We’re called to share in the suffering of our brothers and sisters. In Romans 12:15, Paul tells us, “Rejoice with those who rejoice, and weep with those who weep.” We’re also called to compassion. As 1 Peter 3:8 says, “All of you be of one mind, having compassion for one another; love as brothers, be tenderhearted, be courteous.” And we’re called to comfort each other. We learn to comfort each other from God “who comforts us in all our affliction so that we will be able to comfort those who are in any affliction with the comfort with which we ourselves are comforted by God” (2 Cor. 2:4).
Rejoice with those who rejoice, and weep with those who weep. Be of the same mind toward one another. (Romans 12:15–16a)
Empathy is the key that can unlock the door to our kindness and compassion.
As I was scrolling through my social media feed, I came across a post that broke my heart. A woman had just found out the baby she was carrying had died. I was filled with grief for this sister in Christ and for her family. Why did I feel such pain for a woman I’ve never even met? Even though we’re not friends or family, I can relate to what she’s going through because of my own experiences. I can empathize with her because I know what it’s like to lose a baby.
What is empathy? The word was introduced in the early 1900s as a translation for the German word Einfühlung. Empathy is a combination of two Greek words, “em” and “pathos,” which together mean “in feeling.” Empathy is “a person’s ability to recognize and share the emotions of another person, fictional character, or sentient being.

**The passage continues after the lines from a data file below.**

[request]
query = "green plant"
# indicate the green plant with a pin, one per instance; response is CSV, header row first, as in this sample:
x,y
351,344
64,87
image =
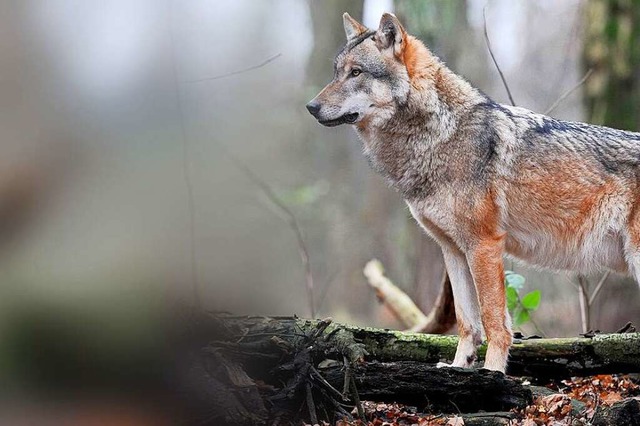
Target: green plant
x,y
520,308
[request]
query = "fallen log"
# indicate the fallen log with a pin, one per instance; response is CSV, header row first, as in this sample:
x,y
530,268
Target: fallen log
x,y
434,389
538,358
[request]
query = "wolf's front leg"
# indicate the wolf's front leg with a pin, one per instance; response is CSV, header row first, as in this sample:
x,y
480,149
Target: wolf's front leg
x,y
466,304
485,261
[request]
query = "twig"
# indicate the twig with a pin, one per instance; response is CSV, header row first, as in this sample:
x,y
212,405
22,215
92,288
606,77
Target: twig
x,y
289,218
311,406
186,170
242,71
569,92
584,302
336,393
598,287
356,398
347,376
495,62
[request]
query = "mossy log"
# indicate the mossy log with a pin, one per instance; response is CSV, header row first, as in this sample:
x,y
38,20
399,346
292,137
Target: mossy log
x,y
426,386
538,358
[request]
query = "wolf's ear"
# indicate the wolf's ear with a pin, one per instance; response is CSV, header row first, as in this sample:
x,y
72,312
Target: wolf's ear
x,y
391,36
352,28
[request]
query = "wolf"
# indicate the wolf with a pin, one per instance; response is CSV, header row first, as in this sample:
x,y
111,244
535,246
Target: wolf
x,y
482,178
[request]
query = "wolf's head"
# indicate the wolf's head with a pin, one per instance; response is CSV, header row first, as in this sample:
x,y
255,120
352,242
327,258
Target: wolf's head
x,y
371,74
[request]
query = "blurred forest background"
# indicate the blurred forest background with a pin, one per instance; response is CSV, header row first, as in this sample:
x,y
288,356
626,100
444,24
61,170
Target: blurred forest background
x,y
118,193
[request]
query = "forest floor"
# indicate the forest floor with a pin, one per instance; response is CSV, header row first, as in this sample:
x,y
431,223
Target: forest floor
x,y
575,402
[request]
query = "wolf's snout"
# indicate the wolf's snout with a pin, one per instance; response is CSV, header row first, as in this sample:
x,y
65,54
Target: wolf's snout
x,y
314,108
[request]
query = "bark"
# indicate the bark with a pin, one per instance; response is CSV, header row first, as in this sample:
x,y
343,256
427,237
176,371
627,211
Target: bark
x,y
443,389
538,358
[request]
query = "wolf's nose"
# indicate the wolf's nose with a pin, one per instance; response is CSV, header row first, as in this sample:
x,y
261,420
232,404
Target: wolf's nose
x,y
313,107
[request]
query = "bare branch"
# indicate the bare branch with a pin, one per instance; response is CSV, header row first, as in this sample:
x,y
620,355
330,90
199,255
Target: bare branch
x,y
242,71
287,216
569,92
495,62
598,287
186,170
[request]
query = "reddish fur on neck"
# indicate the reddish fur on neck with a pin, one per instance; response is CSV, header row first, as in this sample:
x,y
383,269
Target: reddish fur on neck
x,y
420,63
426,70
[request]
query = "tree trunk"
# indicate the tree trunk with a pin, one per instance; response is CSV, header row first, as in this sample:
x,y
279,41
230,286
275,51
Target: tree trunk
x,y
612,51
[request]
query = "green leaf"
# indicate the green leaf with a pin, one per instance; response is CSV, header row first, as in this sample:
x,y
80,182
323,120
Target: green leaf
x,y
531,300
514,280
512,298
521,317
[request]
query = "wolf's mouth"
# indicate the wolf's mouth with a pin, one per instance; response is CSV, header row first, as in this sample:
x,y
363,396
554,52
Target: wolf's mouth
x,y
345,119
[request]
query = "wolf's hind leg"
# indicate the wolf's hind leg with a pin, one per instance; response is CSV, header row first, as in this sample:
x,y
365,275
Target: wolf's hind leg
x,y
632,244
485,261
467,308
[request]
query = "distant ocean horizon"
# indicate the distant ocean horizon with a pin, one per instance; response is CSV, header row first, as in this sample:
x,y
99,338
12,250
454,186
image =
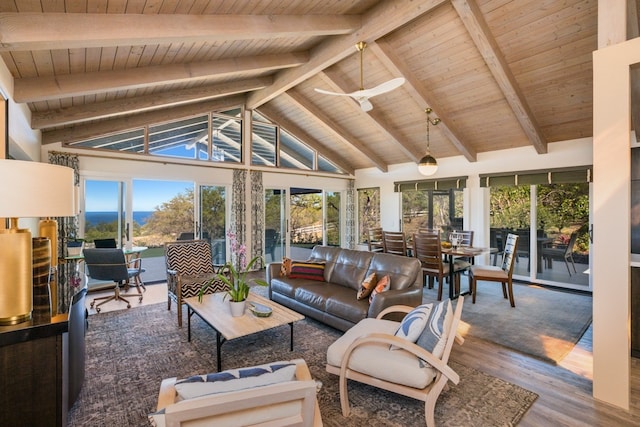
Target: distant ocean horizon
x,y
97,217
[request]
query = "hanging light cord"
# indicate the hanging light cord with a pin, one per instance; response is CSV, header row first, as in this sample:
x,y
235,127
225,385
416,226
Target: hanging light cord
x,y
430,122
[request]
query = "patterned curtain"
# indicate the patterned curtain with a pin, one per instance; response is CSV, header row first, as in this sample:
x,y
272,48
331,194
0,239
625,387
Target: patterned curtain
x,y
238,209
257,217
350,226
67,277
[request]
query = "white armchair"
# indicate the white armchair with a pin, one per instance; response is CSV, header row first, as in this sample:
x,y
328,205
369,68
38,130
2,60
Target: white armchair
x,y
286,402
374,352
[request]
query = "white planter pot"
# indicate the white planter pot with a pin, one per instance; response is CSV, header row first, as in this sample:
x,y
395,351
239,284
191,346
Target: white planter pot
x,y
237,308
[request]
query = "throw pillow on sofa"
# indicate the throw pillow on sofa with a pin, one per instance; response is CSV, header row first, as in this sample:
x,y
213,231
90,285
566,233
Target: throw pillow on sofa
x,y
285,268
383,284
367,286
307,270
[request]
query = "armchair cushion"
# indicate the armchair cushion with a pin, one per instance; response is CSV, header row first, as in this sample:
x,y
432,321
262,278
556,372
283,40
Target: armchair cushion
x,y
376,359
235,379
434,335
414,322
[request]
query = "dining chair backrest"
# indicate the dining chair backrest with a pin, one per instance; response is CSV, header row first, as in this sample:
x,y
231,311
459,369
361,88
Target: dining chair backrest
x,y
427,249
374,240
105,243
510,247
465,238
394,242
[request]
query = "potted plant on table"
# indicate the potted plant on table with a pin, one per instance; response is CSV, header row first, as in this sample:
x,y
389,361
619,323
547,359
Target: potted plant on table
x,y
234,275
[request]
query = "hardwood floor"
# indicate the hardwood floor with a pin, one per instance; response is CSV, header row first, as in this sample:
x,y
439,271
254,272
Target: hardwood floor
x,y
564,390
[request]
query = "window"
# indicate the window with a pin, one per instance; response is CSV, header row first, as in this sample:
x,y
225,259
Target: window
x,y
215,137
368,212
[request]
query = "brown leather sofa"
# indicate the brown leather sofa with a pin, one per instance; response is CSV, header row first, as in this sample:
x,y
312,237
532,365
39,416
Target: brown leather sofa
x,y
334,301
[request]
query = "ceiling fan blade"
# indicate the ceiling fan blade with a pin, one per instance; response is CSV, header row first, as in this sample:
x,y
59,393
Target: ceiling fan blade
x,y
381,88
365,104
326,92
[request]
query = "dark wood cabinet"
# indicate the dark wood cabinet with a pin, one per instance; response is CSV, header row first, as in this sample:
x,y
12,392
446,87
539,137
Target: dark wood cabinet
x,y
33,365
635,311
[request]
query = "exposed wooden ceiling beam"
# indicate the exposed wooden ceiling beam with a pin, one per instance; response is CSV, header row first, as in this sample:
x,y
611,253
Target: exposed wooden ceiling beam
x,y
294,129
335,129
120,107
420,94
38,31
380,20
337,83
106,127
479,31
77,84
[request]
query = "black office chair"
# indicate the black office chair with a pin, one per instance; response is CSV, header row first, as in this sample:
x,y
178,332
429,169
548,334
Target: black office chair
x,y
110,264
105,243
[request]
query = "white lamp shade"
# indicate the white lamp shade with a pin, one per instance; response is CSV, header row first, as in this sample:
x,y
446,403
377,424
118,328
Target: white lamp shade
x,y
33,189
428,165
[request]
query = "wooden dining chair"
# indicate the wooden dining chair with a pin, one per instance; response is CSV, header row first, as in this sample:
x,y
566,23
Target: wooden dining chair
x,y
427,249
374,240
502,274
394,242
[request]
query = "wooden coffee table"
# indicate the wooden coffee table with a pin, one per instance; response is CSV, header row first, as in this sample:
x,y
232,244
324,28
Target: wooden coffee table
x,y
214,310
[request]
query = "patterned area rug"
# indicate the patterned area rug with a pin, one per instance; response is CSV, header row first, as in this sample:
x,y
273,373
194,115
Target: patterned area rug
x,y
129,352
545,323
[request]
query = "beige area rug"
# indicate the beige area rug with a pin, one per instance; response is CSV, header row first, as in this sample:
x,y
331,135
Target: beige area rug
x,y
545,323
129,352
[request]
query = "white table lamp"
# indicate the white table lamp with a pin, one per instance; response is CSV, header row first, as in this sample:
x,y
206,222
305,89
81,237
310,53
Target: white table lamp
x,y
29,189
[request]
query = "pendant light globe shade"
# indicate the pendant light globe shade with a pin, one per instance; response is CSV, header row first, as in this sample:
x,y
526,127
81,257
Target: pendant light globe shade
x,y
428,165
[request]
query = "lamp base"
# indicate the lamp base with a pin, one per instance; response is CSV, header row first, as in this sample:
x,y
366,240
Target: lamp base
x,y
16,276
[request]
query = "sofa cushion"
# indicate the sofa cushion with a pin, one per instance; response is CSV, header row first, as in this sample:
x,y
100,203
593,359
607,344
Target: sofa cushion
x,y
284,286
366,287
285,267
307,270
350,268
341,304
384,284
404,270
235,379
313,293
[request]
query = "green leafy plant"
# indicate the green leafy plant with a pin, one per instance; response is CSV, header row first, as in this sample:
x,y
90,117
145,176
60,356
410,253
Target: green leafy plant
x,y
235,277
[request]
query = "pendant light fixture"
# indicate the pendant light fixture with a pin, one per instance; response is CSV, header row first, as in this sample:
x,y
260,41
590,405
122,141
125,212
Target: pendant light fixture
x,y
428,164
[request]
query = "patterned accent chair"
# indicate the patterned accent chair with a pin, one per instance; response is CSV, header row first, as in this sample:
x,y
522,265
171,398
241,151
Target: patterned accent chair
x,y
189,267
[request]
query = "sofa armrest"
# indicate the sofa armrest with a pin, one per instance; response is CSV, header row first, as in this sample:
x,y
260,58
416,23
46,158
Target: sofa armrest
x,y
411,297
273,270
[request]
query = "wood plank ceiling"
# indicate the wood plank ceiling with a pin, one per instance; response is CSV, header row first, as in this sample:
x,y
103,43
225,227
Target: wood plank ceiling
x,y
498,73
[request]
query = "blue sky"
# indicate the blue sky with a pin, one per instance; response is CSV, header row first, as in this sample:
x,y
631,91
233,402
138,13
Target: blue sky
x,y
102,196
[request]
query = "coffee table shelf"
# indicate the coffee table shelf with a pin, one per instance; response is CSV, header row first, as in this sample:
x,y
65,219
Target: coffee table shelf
x,y
215,312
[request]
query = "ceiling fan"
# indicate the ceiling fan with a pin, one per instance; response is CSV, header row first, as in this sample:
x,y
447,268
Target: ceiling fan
x,y
363,95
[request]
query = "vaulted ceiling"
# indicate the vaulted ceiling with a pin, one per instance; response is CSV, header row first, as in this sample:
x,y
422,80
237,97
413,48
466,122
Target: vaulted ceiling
x,y
498,73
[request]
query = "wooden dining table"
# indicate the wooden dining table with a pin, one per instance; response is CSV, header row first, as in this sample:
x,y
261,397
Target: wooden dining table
x,y
462,251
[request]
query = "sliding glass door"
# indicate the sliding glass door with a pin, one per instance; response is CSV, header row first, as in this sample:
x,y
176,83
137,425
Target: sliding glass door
x,y
556,250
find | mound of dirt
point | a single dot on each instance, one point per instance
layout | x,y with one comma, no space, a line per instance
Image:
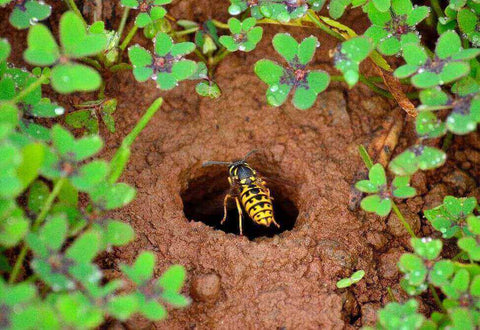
268,279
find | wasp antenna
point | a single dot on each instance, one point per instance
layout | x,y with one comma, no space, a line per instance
215,163
251,152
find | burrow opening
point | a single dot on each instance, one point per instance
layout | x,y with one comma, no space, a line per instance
203,201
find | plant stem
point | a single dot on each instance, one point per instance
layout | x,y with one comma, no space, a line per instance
121,156
73,6
120,67
434,293
38,221
369,163
200,56
458,256
375,88
368,82
323,26
92,62
217,58
402,220
390,294
447,141
436,8
365,156
129,37
219,24
121,27
185,32
30,88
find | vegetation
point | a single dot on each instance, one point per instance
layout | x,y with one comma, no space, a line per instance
55,236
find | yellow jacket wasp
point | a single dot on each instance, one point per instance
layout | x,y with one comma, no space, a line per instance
249,191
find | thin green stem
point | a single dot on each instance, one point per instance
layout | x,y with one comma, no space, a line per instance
185,32
73,6
458,256
121,27
219,24
365,156
129,37
436,8
121,156
120,67
375,88
434,293
38,221
368,82
402,220
217,58
92,62
200,56
369,163
434,107
101,92
324,27
30,88
390,294
447,141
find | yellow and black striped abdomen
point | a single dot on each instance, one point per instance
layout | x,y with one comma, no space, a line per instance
257,203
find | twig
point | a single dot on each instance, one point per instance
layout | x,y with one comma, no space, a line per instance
30,88
38,221
121,27
129,37
71,4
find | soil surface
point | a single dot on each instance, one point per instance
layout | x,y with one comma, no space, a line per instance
266,279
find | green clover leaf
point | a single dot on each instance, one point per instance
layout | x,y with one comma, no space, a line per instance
29,12
66,76
381,200
449,64
150,10
279,10
429,126
449,217
396,316
469,26
392,30
245,35
417,157
305,83
167,65
349,55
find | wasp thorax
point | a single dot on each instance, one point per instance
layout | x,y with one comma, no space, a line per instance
144,6
300,74
159,62
239,37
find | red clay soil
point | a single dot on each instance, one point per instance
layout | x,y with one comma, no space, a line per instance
282,282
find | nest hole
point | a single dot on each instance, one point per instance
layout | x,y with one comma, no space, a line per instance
203,201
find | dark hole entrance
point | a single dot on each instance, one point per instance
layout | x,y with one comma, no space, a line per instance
203,201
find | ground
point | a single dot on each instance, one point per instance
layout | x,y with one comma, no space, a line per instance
287,280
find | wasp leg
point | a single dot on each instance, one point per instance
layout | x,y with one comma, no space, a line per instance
239,208
276,224
269,195
225,201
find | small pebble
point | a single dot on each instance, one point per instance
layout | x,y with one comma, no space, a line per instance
206,288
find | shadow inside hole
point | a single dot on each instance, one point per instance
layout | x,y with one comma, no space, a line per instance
203,201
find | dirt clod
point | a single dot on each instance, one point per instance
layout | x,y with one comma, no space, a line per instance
395,226
460,181
435,196
206,287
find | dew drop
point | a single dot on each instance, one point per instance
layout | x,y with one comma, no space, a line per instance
59,111
273,88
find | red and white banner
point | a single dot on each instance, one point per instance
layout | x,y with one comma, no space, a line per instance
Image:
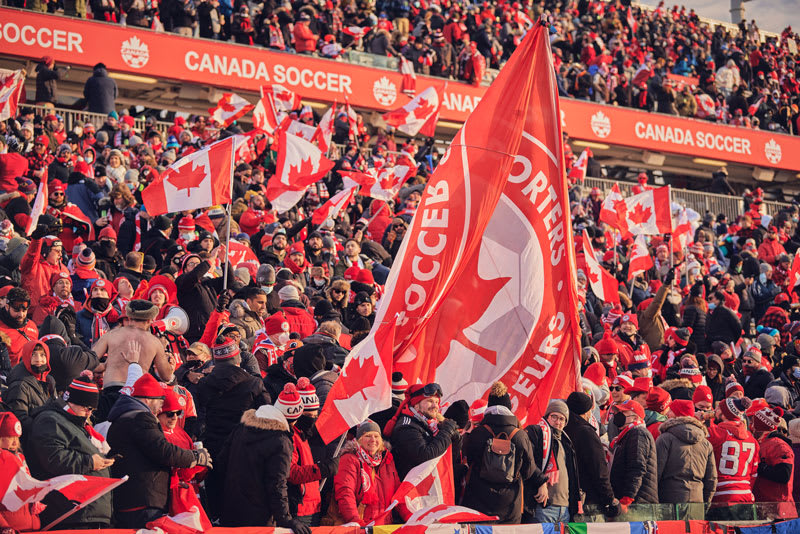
483,287
299,165
196,181
230,108
418,116
12,85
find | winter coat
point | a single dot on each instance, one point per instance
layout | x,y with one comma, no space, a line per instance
500,499
59,444
591,461
357,483
256,461
147,457
634,470
100,92
686,469
27,391
222,397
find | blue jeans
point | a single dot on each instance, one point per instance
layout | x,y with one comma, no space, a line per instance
551,514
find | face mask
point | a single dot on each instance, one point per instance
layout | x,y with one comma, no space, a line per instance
619,419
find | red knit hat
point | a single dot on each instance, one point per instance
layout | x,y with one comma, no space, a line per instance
147,387
289,402
682,408
10,426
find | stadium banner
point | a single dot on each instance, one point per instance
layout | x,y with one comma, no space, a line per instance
225,65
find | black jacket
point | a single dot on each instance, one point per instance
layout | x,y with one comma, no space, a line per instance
147,456
222,397
256,461
100,92
502,500
414,443
60,445
590,457
634,471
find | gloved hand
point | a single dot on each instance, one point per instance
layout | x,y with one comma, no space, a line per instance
328,467
40,231
223,301
202,458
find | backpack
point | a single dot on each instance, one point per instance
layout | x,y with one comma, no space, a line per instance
499,458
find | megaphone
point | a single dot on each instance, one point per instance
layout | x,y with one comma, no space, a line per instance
176,321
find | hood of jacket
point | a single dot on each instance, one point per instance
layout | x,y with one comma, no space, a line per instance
687,429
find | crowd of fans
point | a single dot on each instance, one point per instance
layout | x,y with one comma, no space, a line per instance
662,59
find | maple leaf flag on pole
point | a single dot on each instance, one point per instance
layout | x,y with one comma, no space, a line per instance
230,108
12,87
299,165
199,180
485,277
417,116
604,286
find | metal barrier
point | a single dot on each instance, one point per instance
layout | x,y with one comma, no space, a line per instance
699,201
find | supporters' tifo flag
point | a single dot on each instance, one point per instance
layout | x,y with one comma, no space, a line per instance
12,88
324,131
417,116
230,107
409,85
331,208
612,210
39,205
283,98
640,257
265,116
383,184
478,290
578,171
428,484
199,180
604,286
649,213
299,165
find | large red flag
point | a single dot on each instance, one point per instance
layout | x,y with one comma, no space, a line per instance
483,287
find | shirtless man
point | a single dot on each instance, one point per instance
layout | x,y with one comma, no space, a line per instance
139,314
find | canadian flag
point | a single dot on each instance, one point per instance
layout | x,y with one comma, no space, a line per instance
604,286
649,212
383,184
284,99
12,88
199,180
462,278
324,131
265,116
578,171
640,260
331,208
417,116
299,165
230,107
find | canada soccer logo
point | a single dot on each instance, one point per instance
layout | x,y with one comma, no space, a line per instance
384,91
773,151
601,125
134,52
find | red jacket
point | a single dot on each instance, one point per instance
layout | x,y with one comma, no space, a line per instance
358,483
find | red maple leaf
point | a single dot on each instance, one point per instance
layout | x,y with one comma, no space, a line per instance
360,372
640,214
187,176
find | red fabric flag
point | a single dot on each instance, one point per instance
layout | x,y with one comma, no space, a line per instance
197,181
230,108
483,287
417,116
299,165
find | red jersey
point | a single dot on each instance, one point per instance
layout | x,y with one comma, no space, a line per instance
736,455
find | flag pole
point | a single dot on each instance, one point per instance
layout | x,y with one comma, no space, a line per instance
80,506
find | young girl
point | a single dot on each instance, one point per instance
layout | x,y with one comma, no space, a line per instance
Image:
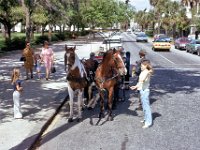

It involves, first, seeing someone else’s situation from his perspective, and, second, sharing his emotions, including, if any, his distress.”
The meaning of empathy and how it’s used has shifted some over the years, and not everyone agrees on a universal definition:
The social psychologist C. Daniel Batson, who has researched empathy for decades, argues that the term can now refer to eight different concepts: knowing another’s thoughts and feelings; imagining another’s thoughts and feelings; adopting the posture of another; actually feeling as another does; imagining how one would feel or think in another’s place; feeling distress at another’s suffering; feeling for another’s suffering, sometimes called pity or compassion; and projecting oneself into another’s situation.